Ca ne s'arrêtera pas là malheureusement. Lisez l'article pour la suite.
Bref commentaire : ce médecin a fait l'objet d'un refus d'admission. C'est une décision privative de liberté, prise par les policiers de la Police Aux Frontières (PAF, ça ne s'invente pas) Elle n'a pas été transférée dans un centre de rétention (puisque techniquement elle n'était pas entrée en France) mais dans une Zone d'attente, les fameuses ZAPI. C'est une procédure classique, qui est utilisée quotidiennement. Si ce médecin n'avait pas eu de la famille en France, elle aurait probablement été réacheminée au Mali, au besoin menottée.
Là où par contre j'émets une réserve sur cet article, c'est quand il ajoute :
Un détail, encore : «Les policiers qui m'ont reconduite du centre de rétention au poste de police du terminal, visiblement déçus de me voir revenir pour une libération et pas pour un rembarquement, ont conspué leurs collègues du centre de rétention, accusés de faiblesse.»
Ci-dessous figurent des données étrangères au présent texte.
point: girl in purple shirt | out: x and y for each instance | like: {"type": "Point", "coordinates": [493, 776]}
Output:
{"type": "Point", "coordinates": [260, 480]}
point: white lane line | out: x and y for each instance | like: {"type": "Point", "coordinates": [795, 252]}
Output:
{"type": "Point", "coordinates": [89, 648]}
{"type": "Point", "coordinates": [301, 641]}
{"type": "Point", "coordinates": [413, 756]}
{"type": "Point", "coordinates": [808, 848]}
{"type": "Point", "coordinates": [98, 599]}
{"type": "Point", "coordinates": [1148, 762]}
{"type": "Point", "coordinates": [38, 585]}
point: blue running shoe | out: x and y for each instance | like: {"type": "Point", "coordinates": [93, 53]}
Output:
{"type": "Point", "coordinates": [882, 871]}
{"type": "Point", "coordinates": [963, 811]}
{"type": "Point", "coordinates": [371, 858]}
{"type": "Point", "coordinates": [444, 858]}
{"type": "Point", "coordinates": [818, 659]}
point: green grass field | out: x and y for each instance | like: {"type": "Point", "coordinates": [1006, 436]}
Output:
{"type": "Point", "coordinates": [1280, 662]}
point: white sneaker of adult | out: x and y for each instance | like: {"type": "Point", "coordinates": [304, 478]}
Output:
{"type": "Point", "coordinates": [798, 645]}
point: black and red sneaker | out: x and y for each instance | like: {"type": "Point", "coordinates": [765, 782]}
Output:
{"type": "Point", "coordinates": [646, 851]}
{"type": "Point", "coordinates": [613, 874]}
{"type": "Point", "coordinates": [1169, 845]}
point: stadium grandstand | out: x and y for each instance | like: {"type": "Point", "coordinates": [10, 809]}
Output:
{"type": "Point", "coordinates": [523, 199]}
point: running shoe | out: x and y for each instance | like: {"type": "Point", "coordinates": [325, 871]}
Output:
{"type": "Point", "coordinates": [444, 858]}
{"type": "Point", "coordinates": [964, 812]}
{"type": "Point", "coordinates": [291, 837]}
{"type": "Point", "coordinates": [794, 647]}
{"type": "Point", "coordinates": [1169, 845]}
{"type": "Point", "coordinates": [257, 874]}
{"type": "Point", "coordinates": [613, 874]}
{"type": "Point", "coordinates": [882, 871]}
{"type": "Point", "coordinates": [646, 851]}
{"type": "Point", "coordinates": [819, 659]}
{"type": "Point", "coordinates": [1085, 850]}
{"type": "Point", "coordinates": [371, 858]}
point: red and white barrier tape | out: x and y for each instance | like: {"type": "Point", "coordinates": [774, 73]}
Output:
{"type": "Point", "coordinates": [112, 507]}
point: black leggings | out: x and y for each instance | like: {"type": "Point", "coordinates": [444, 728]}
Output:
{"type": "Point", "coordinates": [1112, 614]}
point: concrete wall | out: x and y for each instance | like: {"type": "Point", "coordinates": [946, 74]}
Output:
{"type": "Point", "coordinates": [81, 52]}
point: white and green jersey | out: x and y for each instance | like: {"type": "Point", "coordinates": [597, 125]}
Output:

Ce n'est pas du tout crédible. Les policiers de la PAF ne sont pas des capos acrimonieux. Ce sont des fonctionnaires de police qui font leur métier, pas toujours sans états d'âme, mais quand ça arrive, ils les planquent sous leur képi. Qu'un étranger soit finalement remis en liberté sur ordre de la hiérarchie ou réacheminé, ils s'en moquent. Ils n'ont pas de prime à l'expulsé, ni un gage par étranger qui parvient à entrer. Et les policiers en poste à la ZAPI n'ont pas plus ou moins compétence que ceux en poste au terminal pour décider de libérer, c'est une question de hiérarchie.
Ils appliquent la loi, le code de l'entrée et du séjour des étrangers et du droit d'asile. Avec parfois trop de zèle, comme ici ? Sans doute. Mais ce zèle, c'est le législateur et leur ministre de tutelle (l'Intérieur) qui leur demande. En notre nom à tous. Ne déchargeons pas notre responsabilité sur ceux qui obéissent aux ordres.